Koalisi Masyarakat Sipil Soroti Draf Perpres TNI Tangani Terorisme

Seperti diketahui, draf perpres mengenai tugas TNI dalam mengatasi aksi terorisme menjadi sorotan berbagai kelompok. Termasuk Koalisi Masyarakat Sipil untuk Reformasi Sektor Keamanan.

Dalam siaran resminya, Koalisi menilai pelibatan TNI dalam penanggulangan terorisme itu bermasalah secara formil dan materiil/substansi.

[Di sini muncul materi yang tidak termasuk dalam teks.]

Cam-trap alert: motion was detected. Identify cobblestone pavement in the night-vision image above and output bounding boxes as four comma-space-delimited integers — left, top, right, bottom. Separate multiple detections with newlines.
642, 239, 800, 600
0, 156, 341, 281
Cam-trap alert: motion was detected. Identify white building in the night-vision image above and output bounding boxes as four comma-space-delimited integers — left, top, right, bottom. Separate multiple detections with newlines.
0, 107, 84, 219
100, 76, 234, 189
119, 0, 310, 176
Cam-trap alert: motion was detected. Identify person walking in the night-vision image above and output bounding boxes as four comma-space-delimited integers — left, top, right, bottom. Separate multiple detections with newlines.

“Secara formil, pasal yang mengatur tentang pelibatan TNI melalui Peraturan Presiden, yaitu Pasal 43I UU No. 5/2018, sejatinya bertentangan dengan Pasal 4 TAP MPR No. VII/2000, yang menegaskan bahwa perbantuan TNI dalam tugas keamanan harus diatur dengan undang-undang. Pun demikian ditegaskan di dalam ketentuan Pasal 7 ayat (2) huruf b angka 10 UU TNI. Oleh karena itu, pengaturan pelibatan TNI dalam penanggulangan tindak pidana terorisme melalui Perpres adalah hal yang keliru dan inkonstitusional,” demikian siaran resmi Koalisi.

Sementara itu, secara materiil, Koalisi berpendapat draf itu berpotensi membahayakan demokrasi, HAM, dan prinsip negara hukum yang dianut oleh Indonesia.

Rumusan kewenangan TNI yang luas dan tidak jelas membuka ruang penyalahgunaan di luar kepentingan pemberantasan terorisme. Draf tersebut juga berisiko mendorong praktik pelabelan terorisme terhadap kelompok masyarakat kritis, sehingga menjadi ancaman serius bagi gerakan masyarakat sipil, termasuk mahasiswa dan buruh,” demikian penilaian Koalisi.